Analysis populations and units
A true intention-to-treat population would include all participants randomised. However, due to substantial loss to follow-up in this study, we will perform the main analyses on a modified intention-to-treat population. This population will consist of all the participants with a HECSI score at baseline and 12 months. The per protocol population will consist of all participants with a HECSI score at baseline and 12 months and who worked in the same ward for the whole duration of the study.
Handling of missing data
In our main analyses for the primary outcome, we will use a simple joint model approach to model the missing HECSI scores at 12 months and the observed difference between the HECSI scores at baseline and 12 months. We will perform three types of sensitivity analyses on the way that we have dealt with missing data on the primary outcome. For participants with missing HECSI score data at 12 months, we will: (1) assume the best possible outcome (HECSI score of 0); (2) assume the worst possible outcome (highest observed HECSI score) and (3) perform multiple imputation for the difference between baseline and 12-month HECSI scores. We will use on baseline characteristics as independent variables in the multiple imputations.
List of analyses
Recruitment and retention and baseline characteristics
We will present the numbers of wards and employees assessed for eligibility, included, randomised to the intervention and control arms and lost to follow-up in a Consolidated Standards of Reporting Trials (CONSORT) flow diagram (see Fig. 1).

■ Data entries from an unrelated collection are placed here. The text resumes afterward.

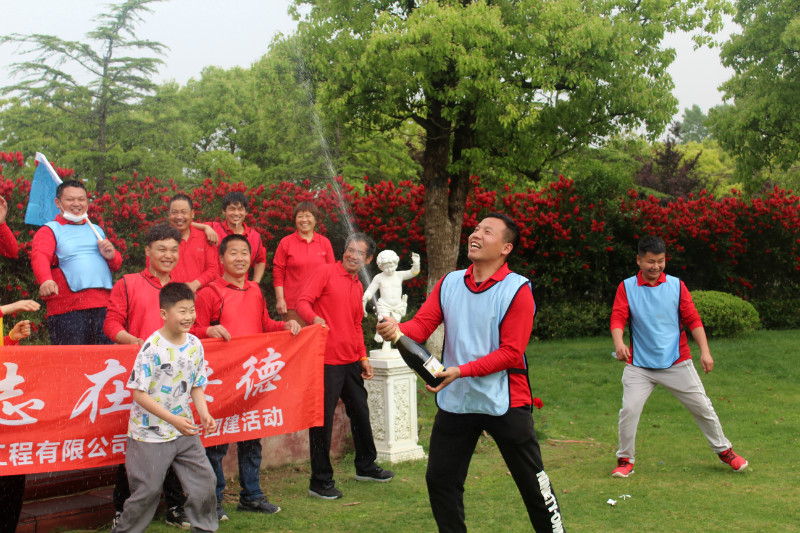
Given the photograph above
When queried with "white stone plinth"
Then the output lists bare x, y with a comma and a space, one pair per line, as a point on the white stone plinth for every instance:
393, 407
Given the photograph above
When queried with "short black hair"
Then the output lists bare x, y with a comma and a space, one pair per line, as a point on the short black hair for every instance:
172, 293
181, 196
361, 237
162, 232
653, 244
235, 197
69, 183
223, 245
305, 206
512, 230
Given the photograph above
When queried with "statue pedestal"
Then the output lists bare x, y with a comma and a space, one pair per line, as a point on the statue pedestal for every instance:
393, 407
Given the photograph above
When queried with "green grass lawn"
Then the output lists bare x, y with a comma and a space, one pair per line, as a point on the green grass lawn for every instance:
679, 484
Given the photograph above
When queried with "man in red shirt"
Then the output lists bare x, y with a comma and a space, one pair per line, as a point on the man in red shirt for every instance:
73, 269
332, 297
654, 304
198, 264
229, 307
234, 209
133, 315
488, 313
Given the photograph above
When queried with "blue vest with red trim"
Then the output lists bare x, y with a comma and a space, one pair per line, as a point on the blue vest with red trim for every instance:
78, 256
472, 329
654, 322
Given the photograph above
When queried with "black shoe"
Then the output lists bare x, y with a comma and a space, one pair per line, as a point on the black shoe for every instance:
177, 517
379, 474
222, 516
257, 506
328, 492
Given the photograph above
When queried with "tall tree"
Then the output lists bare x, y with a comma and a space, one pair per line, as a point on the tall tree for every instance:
761, 126
498, 87
96, 111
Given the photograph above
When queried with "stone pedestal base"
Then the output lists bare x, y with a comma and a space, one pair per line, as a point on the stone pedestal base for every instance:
393, 407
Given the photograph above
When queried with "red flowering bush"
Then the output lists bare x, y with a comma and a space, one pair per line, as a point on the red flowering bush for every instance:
575, 249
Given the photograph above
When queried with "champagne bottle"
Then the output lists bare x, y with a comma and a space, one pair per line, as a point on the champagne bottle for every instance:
418, 359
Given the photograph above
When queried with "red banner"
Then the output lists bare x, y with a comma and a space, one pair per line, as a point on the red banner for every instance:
67, 407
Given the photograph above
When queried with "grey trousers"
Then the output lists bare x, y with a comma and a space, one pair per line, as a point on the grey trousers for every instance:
684, 383
147, 464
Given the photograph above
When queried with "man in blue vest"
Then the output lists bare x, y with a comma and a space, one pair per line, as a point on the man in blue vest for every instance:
73, 266
487, 311
653, 305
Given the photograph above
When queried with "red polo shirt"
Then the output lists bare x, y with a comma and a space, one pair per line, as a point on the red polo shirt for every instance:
45, 267
8, 243
295, 260
335, 295
515, 332
133, 306
242, 311
197, 260
687, 312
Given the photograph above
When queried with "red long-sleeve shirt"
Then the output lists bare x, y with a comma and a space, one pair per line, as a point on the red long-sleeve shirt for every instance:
197, 260
515, 332
45, 267
8, 243
133, 306
242, 311
335, 295
687, 312
295, 259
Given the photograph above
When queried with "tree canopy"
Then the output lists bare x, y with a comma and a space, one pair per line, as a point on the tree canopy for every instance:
761, 125
498, 88
88, 120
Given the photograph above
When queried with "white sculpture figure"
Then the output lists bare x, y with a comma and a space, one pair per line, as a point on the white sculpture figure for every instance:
392, 302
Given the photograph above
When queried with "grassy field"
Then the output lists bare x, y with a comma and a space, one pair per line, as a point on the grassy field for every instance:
679, 484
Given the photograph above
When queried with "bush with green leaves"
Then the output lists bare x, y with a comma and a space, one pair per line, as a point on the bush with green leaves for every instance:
725, 315
779, 313
566, 320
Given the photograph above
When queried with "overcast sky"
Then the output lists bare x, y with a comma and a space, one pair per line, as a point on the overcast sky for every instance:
237, 32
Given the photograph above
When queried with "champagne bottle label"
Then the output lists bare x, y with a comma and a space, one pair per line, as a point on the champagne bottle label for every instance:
433, 365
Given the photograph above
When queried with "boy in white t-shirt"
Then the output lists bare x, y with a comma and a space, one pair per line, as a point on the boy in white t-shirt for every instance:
169, 372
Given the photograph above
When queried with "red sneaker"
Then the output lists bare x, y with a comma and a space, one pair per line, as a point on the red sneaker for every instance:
624, 468
737, 462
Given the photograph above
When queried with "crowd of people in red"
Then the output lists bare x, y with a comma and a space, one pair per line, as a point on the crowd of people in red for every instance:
222, 262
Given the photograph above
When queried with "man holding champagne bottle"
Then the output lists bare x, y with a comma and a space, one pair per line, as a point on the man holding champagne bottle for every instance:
487, 311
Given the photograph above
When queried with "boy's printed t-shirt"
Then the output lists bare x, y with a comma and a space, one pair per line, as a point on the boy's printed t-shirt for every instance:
167, 372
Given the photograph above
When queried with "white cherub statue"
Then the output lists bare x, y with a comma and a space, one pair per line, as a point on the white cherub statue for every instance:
392, 302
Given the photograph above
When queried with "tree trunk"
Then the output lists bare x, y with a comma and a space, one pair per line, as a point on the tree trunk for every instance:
445, 202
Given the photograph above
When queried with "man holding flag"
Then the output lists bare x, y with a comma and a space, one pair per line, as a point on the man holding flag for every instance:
72, 262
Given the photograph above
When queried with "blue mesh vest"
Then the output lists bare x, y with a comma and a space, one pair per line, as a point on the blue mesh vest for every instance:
78, 256
654, 322
472, 329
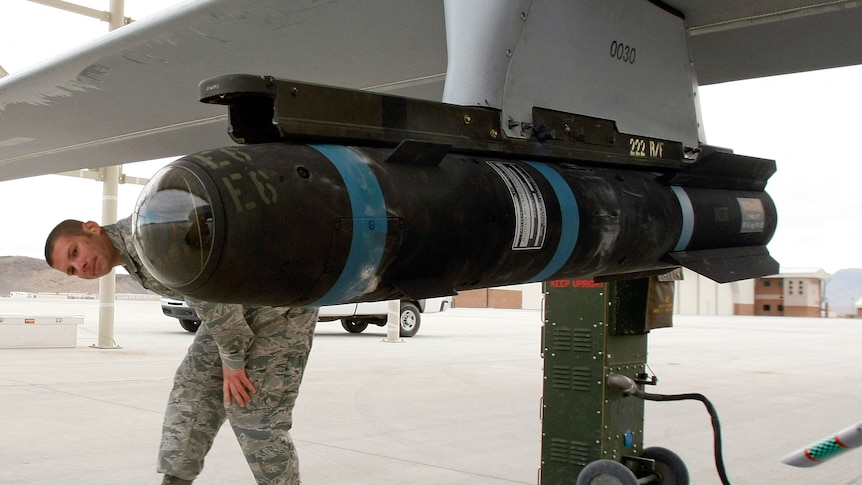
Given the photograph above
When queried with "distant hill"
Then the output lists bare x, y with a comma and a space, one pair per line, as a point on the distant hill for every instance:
844, 290
20, 273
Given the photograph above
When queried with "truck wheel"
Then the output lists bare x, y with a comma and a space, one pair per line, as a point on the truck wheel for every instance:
353, 326
410, 318
190, 325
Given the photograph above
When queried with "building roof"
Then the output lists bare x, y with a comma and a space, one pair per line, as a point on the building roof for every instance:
816, 273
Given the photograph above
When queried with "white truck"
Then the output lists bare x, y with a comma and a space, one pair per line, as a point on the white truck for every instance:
354, 317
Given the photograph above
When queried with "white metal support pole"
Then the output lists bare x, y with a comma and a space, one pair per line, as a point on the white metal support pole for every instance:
110, 190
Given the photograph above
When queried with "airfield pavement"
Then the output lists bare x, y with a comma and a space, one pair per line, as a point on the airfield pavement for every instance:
457, 404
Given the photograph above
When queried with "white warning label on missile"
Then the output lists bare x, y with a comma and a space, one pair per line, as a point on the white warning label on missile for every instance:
753, 215
531, 218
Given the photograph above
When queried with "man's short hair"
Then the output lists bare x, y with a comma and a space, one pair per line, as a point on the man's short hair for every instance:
69, 227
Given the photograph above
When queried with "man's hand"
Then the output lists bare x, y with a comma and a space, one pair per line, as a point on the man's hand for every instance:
237, 387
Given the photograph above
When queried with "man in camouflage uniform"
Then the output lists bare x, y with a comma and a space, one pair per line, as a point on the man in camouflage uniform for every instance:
237, 351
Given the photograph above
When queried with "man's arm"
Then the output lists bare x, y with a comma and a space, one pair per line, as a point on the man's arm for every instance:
231, 332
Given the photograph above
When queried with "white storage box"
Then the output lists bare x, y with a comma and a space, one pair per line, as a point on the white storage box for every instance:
37, 331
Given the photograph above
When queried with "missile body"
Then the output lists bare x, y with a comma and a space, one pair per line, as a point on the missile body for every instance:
826, 448
298, 224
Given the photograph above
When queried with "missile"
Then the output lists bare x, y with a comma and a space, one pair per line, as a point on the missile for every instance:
826, 448
364, 211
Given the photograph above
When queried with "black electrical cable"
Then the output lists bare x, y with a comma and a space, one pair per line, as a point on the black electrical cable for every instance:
713, 414
630, 389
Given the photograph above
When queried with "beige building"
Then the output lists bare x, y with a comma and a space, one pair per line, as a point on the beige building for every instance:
795, 292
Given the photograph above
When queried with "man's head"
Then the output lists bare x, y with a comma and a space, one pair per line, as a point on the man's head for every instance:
81, 249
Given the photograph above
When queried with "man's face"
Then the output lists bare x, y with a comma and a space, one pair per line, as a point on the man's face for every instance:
88, 256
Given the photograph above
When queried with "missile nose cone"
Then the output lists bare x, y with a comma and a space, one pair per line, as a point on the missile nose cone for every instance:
174, 227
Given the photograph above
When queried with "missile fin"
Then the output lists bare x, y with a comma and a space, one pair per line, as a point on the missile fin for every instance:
728, 264
415, 152
724, 170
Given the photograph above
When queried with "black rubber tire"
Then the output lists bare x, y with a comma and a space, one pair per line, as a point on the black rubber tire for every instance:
190, 326
353, 326
669, 466
606, 472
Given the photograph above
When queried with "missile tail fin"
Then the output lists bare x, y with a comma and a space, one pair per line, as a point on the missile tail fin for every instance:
728, 264
724, 170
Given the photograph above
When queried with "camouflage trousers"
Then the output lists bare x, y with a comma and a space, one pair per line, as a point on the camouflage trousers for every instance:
196, 407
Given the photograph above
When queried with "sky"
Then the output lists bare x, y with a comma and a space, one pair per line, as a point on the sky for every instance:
809, 123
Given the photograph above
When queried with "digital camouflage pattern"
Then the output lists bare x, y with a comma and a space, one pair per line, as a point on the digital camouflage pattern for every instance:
271, 343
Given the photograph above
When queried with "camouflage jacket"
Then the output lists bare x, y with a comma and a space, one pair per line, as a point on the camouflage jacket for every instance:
225, 321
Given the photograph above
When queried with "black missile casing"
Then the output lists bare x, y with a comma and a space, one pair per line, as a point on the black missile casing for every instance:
298, 224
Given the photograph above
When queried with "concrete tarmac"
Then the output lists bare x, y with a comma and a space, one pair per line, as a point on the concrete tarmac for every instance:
457, 404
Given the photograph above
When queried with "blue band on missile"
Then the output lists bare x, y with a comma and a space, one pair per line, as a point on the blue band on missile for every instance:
369, 225
687, 218
570, 221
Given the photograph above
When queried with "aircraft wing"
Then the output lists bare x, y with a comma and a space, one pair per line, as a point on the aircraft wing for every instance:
731, 40
132, 95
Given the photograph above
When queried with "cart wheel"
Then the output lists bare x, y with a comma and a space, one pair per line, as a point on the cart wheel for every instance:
668, 465
606, 472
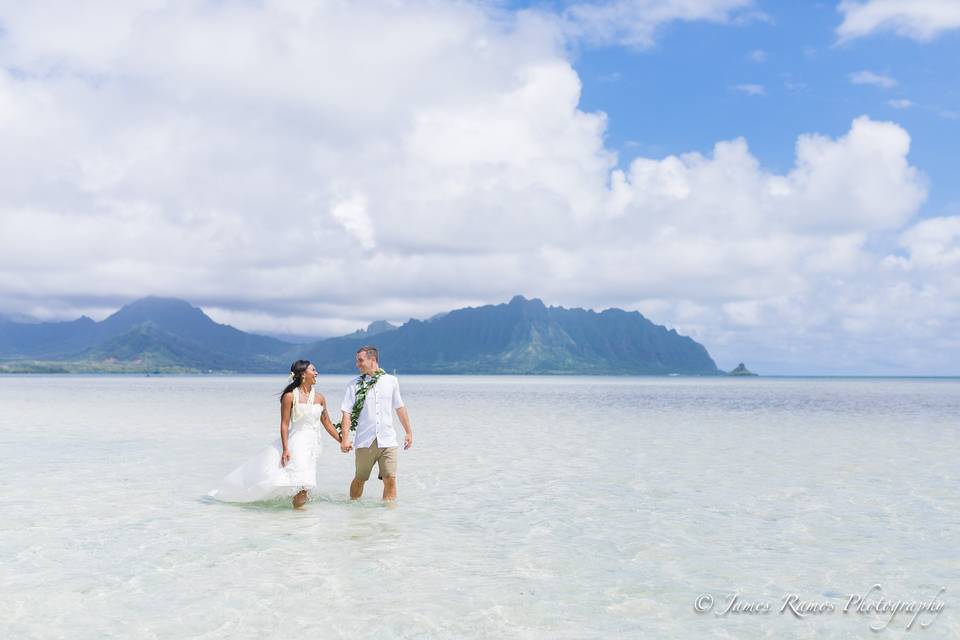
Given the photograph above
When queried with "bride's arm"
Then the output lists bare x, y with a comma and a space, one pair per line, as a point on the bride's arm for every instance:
286, 405
325, 419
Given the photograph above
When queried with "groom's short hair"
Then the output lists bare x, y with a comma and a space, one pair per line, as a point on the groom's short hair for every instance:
371, 352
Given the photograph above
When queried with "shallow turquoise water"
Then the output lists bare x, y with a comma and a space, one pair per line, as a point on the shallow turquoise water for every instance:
529, 508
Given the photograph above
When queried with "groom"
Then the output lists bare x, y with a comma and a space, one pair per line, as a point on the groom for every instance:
368, 404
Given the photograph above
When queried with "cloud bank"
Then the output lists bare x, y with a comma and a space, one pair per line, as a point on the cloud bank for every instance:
307, 168
921, 20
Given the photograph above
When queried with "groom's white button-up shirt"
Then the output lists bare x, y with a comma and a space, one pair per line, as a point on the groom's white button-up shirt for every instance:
376, 418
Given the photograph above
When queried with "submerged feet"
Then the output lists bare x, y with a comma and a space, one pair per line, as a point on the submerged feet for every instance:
300, 499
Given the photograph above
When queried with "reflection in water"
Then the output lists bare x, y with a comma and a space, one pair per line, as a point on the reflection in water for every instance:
529, 507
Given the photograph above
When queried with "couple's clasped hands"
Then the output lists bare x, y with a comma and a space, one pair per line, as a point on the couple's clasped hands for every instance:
346, 446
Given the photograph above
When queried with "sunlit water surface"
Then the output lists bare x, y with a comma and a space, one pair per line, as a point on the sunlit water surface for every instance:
529, 508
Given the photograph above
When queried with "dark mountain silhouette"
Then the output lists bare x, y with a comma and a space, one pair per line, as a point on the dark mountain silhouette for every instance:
525, 336
522, 336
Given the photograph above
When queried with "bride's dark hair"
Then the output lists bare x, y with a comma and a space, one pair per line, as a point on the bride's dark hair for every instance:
297, 369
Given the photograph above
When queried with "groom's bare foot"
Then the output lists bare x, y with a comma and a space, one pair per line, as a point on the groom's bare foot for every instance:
389, 488
356, 489
299, 500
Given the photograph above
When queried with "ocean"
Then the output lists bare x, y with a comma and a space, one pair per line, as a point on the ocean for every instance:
529, 507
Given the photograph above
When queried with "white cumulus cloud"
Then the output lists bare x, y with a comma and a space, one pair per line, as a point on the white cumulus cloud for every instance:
871, 78
917, 19
258, 158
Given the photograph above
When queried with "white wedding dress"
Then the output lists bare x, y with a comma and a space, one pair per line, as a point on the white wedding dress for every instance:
262, 477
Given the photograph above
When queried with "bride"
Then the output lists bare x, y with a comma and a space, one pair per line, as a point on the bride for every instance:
288, 467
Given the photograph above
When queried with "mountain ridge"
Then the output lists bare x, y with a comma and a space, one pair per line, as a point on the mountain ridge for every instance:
522, 336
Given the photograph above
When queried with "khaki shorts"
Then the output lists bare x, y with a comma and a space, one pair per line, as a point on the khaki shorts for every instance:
385, 457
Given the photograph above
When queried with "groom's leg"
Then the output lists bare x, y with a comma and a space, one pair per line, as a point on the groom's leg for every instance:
356, 489
364, 460
388, 472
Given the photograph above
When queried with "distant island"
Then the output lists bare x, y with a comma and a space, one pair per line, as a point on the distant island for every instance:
741, 370
523, 336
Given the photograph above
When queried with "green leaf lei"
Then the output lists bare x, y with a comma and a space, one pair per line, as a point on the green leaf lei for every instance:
362, 388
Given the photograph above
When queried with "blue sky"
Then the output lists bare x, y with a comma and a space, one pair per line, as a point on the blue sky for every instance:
773, 179
680, 95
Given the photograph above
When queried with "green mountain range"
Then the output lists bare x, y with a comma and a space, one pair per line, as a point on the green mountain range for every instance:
166, 335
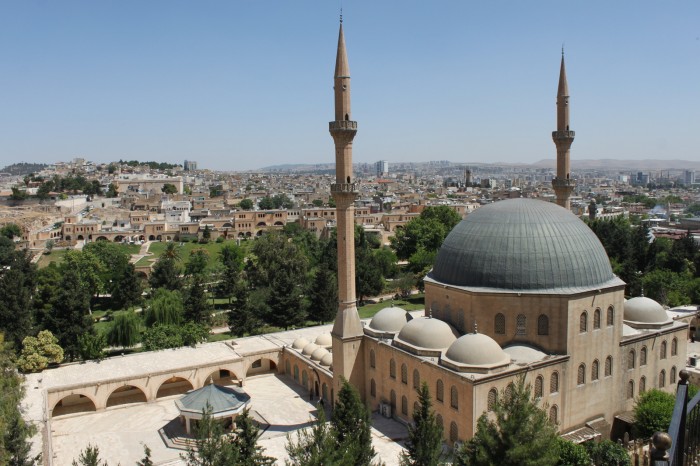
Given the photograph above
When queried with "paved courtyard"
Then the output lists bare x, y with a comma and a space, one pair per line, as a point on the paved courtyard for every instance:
121, 432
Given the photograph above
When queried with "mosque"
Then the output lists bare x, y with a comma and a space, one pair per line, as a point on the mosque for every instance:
520, 287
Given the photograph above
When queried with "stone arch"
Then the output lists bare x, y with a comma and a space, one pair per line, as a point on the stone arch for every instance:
174, 386
261, 366
126, 394
74, 403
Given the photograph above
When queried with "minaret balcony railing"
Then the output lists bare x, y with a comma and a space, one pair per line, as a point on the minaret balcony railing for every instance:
344, 188
342, 125
563, 134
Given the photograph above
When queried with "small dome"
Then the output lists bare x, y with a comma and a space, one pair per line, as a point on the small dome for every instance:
426, 332
299, 343
310, 348
319, 354
324, 339
327, 360
644, 311
389, 319
476, 349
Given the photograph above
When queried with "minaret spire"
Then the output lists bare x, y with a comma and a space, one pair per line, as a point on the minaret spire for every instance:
347, 330
563, 138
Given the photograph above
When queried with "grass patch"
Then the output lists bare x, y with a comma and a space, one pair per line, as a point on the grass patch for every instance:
414, 303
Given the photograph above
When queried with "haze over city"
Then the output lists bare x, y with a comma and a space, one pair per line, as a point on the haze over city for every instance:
243, 85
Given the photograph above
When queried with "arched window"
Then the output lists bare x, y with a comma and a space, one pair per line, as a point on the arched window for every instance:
454, 397
499, 324
554, 415
539, 386
595, 368
554, 383
440, 391
493, 395
454, 433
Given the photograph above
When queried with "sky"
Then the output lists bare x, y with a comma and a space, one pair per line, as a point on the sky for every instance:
244, 84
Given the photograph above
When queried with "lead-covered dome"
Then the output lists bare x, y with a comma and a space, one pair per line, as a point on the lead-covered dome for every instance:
522, 244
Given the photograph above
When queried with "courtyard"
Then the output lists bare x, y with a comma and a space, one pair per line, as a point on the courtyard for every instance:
121, 432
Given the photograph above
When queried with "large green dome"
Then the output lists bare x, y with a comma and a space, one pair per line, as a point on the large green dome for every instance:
522, 244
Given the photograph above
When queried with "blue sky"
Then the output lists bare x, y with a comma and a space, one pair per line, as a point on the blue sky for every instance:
242, 84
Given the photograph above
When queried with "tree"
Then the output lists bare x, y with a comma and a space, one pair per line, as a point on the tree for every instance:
352, 424
518, 433
38, 352
246, 204
169, 188
125, 330
652, 413
424, 444
608, 453
572, 454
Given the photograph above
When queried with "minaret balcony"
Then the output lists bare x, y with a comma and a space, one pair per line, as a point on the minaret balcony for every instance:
346, 125
563, 134
350, 188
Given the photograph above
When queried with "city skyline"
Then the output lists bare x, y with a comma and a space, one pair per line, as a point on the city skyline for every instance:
238, 86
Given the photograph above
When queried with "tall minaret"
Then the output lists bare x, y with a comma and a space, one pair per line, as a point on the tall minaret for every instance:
347, 330
563, 137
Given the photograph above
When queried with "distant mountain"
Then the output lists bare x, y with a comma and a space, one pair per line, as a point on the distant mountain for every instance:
23, 168
612, 164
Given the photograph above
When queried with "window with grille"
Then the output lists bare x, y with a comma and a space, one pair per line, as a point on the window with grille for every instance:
554, 383
454, 397
491, 402
440, 391
554, 415
539, 383
594, 370
499, 324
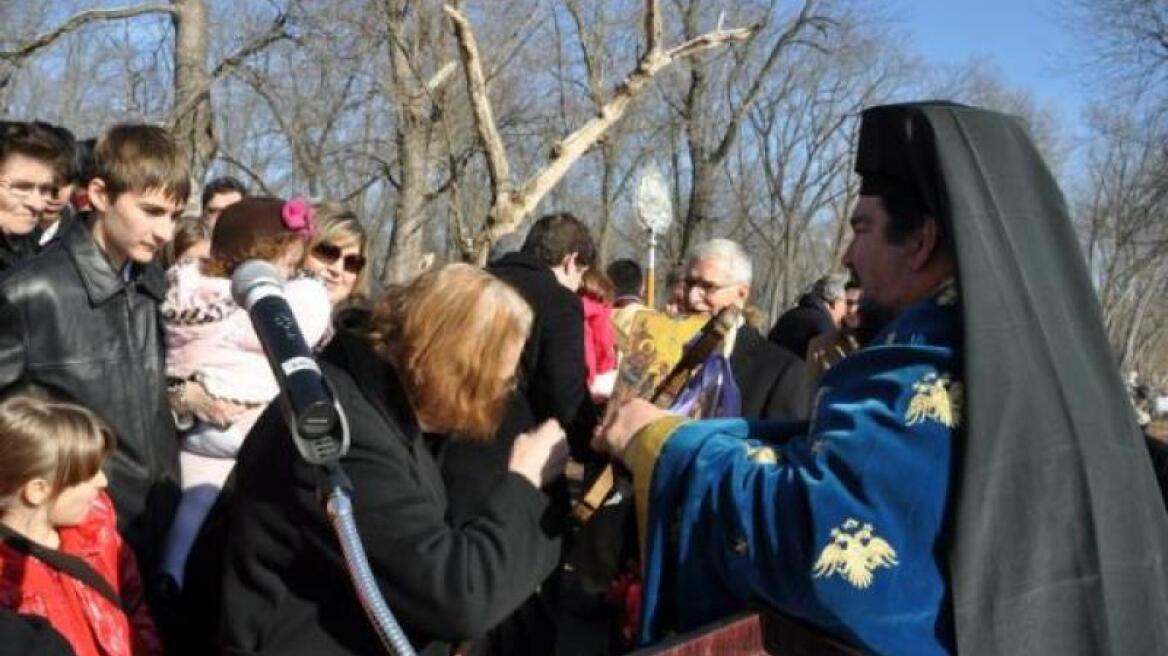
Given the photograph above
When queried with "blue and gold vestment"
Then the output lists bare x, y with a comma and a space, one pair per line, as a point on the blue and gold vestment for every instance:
839, 522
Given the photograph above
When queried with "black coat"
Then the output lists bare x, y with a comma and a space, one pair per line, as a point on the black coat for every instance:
772, 381
30, 634
800, 325
70, 323
285, 587
553, 374
15, 249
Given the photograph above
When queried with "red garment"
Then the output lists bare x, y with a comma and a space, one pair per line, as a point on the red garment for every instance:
90, 622
599, 341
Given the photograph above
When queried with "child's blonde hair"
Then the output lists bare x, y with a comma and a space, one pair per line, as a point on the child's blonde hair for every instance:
41, 438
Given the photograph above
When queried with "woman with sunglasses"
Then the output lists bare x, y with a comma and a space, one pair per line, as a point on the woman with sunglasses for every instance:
336, 253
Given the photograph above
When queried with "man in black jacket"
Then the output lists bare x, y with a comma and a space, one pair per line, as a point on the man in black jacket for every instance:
771, 379
82, 319
547, 271
819, 312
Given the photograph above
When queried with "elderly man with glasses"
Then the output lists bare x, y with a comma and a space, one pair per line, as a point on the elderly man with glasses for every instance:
29, 175
772, 383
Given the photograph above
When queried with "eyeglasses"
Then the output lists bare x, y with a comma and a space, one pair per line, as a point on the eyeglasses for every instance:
706, 286
329, 253
25, 188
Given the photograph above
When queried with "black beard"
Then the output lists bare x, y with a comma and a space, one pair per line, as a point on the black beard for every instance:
874, 318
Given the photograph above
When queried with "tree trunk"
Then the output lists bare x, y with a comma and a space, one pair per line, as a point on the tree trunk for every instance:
604, 230
194, 130
404, 255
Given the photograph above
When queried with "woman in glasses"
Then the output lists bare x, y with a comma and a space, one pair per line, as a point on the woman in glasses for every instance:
336, 253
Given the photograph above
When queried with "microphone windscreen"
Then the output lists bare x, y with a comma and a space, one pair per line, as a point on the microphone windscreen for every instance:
251, 274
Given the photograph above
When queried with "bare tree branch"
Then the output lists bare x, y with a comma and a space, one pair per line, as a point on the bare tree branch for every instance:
512, 206
477, 88
77, 21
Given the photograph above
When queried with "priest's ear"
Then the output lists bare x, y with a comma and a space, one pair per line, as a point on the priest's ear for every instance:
925, 243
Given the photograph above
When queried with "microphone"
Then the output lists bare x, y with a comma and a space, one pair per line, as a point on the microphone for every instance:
306, 398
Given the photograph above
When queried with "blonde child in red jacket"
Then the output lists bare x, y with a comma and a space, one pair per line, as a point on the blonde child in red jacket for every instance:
61, 556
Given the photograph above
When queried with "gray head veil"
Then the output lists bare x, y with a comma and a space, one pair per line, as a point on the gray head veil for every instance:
1057, 535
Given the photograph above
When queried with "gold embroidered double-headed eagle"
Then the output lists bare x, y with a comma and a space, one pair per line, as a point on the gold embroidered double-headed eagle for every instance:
938, 398
854, 552
762, 454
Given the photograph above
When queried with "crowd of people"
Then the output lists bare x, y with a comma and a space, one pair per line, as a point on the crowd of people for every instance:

We will present the baseline characteristics of all randomised participants in each arm in a table, without performing formal statistical testing. We will present: type of ward, working years, working hours, sex, atopic tendency, self-reported HD last month, NMF level and HECSI score.
Deviations and violations from protocol
No major deviation or violations from protocol occurred. The main difference from protocol is the number of wards included (20 wards). while the sample size calculation was based on 34 wards.
Primary and secondary outcomes
We will present crude means and 95% confidence intervals for the changes in HECSI score and levels of NMF between baseline and 12 months for the intervention and control groups. In addition, we will present crude proportions of participants with both baseline and 12 months HECSI scores for both groups. We will obtain p values for the difference between the intervention and control groups using generalised estimating equations with an exchangeable working correlations matrix to account for clustering within wards. We will use a linear model for the changes in HECSI score and levels of NMF and a binary model with a logit link function for the missing data. We will adjust the analysis of the primary outcome for the binary factor ward-level exposure to wet work in the preceding year, used to stratify the wards in the randomisation.
Sensitivity analysis
In addition to the three sensitivity analyses on the handling of missing data, we will perform a sensitivity analysis on the effect of exposure to wet work observed during the study. No subgroup analyses will be performed.